After almost two weeks on hunger strike, the woman, called "J", says she is definitely hungry now, but is drinking a lot of fluids. She also says she is "having slight hallucinations". This week, a man identified as "idolmatt21" joined the strike and is encouraging others to join the anti-Sanjaya coalition.

Sanjaya's success may owe something to the support of votefortheworst.com, a website that encourages viewers to vote for him because he is so bad, and talk radio host Howard Stern, who is backing him for the same reason.

American Idol's producers fear the show could go the way of the Eurovision Song Contest, won last year by Finnish horror-metal band Lordi, in becoming more of a joke than a talent show for many viewers.

If this happens, the producers may have only themselves to blame for following a strategy of boosting viewing figures for the early rounds of the show by selecting some freakishly untalented contestants. Most of the excitement was generated by Cowell's cruel assessments of the weaker performers, some of whom he reduced to tears with vicious comments about their appearance as well as their singing. The freak-show strategy has not been enough to halt the decline in viewing figures, which fell by 10 per cent this year, and a Sanjaya victory could deliver the knock-out blow.

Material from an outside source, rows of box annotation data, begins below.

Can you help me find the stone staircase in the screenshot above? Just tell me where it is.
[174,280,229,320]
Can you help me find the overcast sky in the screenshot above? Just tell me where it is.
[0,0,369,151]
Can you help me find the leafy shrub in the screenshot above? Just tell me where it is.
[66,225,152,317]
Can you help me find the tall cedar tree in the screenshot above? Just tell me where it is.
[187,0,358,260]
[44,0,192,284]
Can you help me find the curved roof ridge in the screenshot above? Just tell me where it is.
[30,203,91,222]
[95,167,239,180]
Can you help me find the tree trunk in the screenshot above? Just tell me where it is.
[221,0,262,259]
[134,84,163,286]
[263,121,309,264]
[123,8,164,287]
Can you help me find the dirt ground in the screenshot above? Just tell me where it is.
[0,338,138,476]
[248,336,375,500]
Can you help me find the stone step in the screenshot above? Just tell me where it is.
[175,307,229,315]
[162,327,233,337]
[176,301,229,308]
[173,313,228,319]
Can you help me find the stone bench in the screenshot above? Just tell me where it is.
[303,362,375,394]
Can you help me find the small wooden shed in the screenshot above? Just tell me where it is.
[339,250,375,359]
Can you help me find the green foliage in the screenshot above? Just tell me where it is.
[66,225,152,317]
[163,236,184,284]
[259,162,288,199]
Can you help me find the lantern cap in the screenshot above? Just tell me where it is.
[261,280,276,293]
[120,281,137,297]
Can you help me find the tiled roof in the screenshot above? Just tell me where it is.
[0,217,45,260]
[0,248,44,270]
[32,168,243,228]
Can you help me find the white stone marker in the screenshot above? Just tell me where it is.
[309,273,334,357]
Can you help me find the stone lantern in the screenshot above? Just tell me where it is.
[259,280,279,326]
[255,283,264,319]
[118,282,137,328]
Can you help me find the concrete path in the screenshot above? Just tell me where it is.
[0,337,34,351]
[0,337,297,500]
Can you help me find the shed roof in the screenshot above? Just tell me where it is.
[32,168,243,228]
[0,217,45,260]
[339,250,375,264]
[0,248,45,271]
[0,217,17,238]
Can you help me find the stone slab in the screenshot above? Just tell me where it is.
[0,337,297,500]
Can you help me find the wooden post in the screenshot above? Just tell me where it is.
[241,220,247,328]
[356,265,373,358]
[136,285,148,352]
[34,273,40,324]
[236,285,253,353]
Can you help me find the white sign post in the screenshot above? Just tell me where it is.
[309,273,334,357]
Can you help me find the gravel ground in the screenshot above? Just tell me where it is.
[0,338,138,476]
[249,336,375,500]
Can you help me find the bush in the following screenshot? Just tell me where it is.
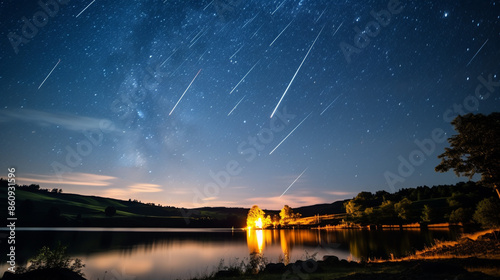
[474,197,500,228]
[16,243,85,276]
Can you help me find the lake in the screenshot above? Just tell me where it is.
[0,228,461,280]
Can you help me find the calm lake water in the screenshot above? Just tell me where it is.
[0,228,461,280]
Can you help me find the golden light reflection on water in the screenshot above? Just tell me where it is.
[247,229,332,264]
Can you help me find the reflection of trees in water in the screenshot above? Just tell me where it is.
[247,229,464,264]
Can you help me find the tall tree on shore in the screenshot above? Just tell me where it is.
[435,113,500,198]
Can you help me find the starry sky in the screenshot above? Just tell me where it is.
[0,0,500,209]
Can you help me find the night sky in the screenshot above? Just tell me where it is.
[0,0,500,209]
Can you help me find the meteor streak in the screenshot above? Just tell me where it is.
[38,59,61,89]
[168,69,201,116]
[229,44,245,59]
[76,0,95,17]
[269,112,312,154]
[271,25,325,118]
[229,59,260,94]
[467,39,490,66]
[271,0,286,15]
[227,95,246,117]
[269,19,293,46]
[314,8,326,23]
[280,167,309,197]
[333,22,344,36]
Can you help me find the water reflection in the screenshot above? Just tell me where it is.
[247,229,460,264]
[0,229,459,279]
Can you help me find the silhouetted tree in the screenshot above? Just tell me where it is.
[420,204,435,223]
[474,197,500,228]
[435,113,500,198]
[19,199,34,216]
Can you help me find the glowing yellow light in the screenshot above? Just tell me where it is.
[255,218,262,228]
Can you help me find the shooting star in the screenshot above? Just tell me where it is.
[38,59,61,89]
[76,0,95,17]
[280,167,309,197]
[229,44,245,59]
[332,22,344,36]
[271,25,325,119]
[314,8,326,23]
[269,19,293,46]
[319,94,342,116]
[168,69,201,116]
[227,95,246,117]
[229,59,260,94]
[269,112,312,155]
[271,0,286,15]
[467,39,489,66]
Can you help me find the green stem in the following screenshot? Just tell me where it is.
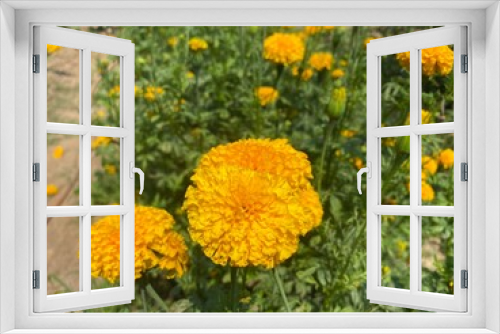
[231,267,238,312]
[316,120,334,198]
[273,268,292,312]
[141,289,148,312]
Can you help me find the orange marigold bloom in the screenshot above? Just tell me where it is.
[91,206,188,283]
[422,181,434,202]
[188,37,208,51]
[255,86,280,107]
[439,148,455,169]
[332,68,345,79]
[264,33,305,66]
[183,139,323,268]
[309,52,333,71]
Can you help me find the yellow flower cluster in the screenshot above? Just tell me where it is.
[143,86,164,102]
[439,148,455,169]
[255,86,279,107]
[183,139,323,268]
[396,45,453,77]
[167,36,179,47]
[332,68,345,79]
[188,37,208,51]
[47,184,59,196]
[309,52,333,71]
[47,44,62,55]
[91,206,188,283]
[90,137,113,150]
[264,33,305,66]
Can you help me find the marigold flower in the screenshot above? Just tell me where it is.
[144,86,164,102]
[52,145,64,159]
[255,86,279,107]
[91,206,188,283]
[183,139,323,268]
[189,37,208,51]
[198,139,313,187]
[108,85,120,97]
[300,68,314,81]
[47,44,62,55]
[309,52,333,71]
[103,165,116,175]
[264,33,305,66]
[396,45,453,77]
[422,155,438,175]
[340,130,356,138]
[422,182,434,202]
[353,158,364,169]
[439,148,455,169]
[332,68,345,79]
[90,137,112,150]
[47,184,59,196]
[167,36,179,47]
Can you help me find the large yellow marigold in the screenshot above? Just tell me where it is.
[396,45,453,77]
[188,37,208,51]
[264,33,305,66]
[255,86,279,107]
[197,139,313,187]
[91,206,188,283]
[183,139,323,268]
[309,52,333,71]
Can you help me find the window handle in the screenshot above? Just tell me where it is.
[358,161,372,195]
[129,161,144,195]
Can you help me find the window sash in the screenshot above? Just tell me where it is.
[33,26,135,312]
[367,26,467,312]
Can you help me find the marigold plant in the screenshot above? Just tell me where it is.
[183,139,323,268]
[264,33,305,66]
[91,206,188,283]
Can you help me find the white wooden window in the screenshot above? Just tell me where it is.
[33,26,134,312]
[367,26,467,312]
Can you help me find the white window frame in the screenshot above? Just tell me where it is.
[0,1,500,333]
[366,25,468,312]
[33,26,135,313]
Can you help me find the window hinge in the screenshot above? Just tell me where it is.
[461,55,469,73]
[33,55,40,73]
[33,270,40,289]
[460,162,469,181]
[460,270,469,289]
[33,162,40,182]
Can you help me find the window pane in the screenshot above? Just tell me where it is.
[421,217,454,295]
[91,137,121,205]
[47,45,80,124]
[47,133,80,206]
[91,52,120,127]
[421,134,454,206]
[381,216,410,289]
[420,45,453,124]
[47,217,80,295]
[380,52,410,127]
[90,216,121,290]
[381,137,410,205]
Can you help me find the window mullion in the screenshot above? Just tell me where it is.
[80,48,92,293]
[410,49,421,293]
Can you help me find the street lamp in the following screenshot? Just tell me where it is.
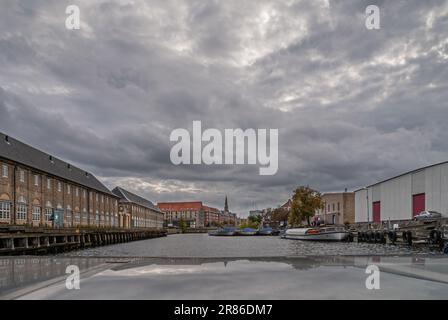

Sanjaya's problem is not so much that he has a bad voice as that he has no voice at all and much of the drama of his performances is created by his ever-changing and ever more elaborate hairstyles. Last week he stole the show by tying his hair into seven pony tails to form a majestic "faux-hawk" while he desecrated a song by No Doubt.

Sanjaya mania has not only gripped America's late-night comics but is the subject of analysis on serious programmes too, with Larry King devoting a segment of his CNN show to the phenomenon this week.

If Sanjaya does win American Idol, he would not be the first teenage pin-up to become successful without the benefit of a functioning singing voice. And he has other qualifications for stardom, including a dreamy smile and a sweet-natured affability that allows him to shrug off the weekly slamming he receives from the judges.

Diana Ross knew that Sanjaya had something after she watched him murdering her first hit, Ain't No Mountain High Enough - but she wasn't quite sure what it was.

"There's something in his spirit that is the winning ingredient," she said. "And it's not his hair."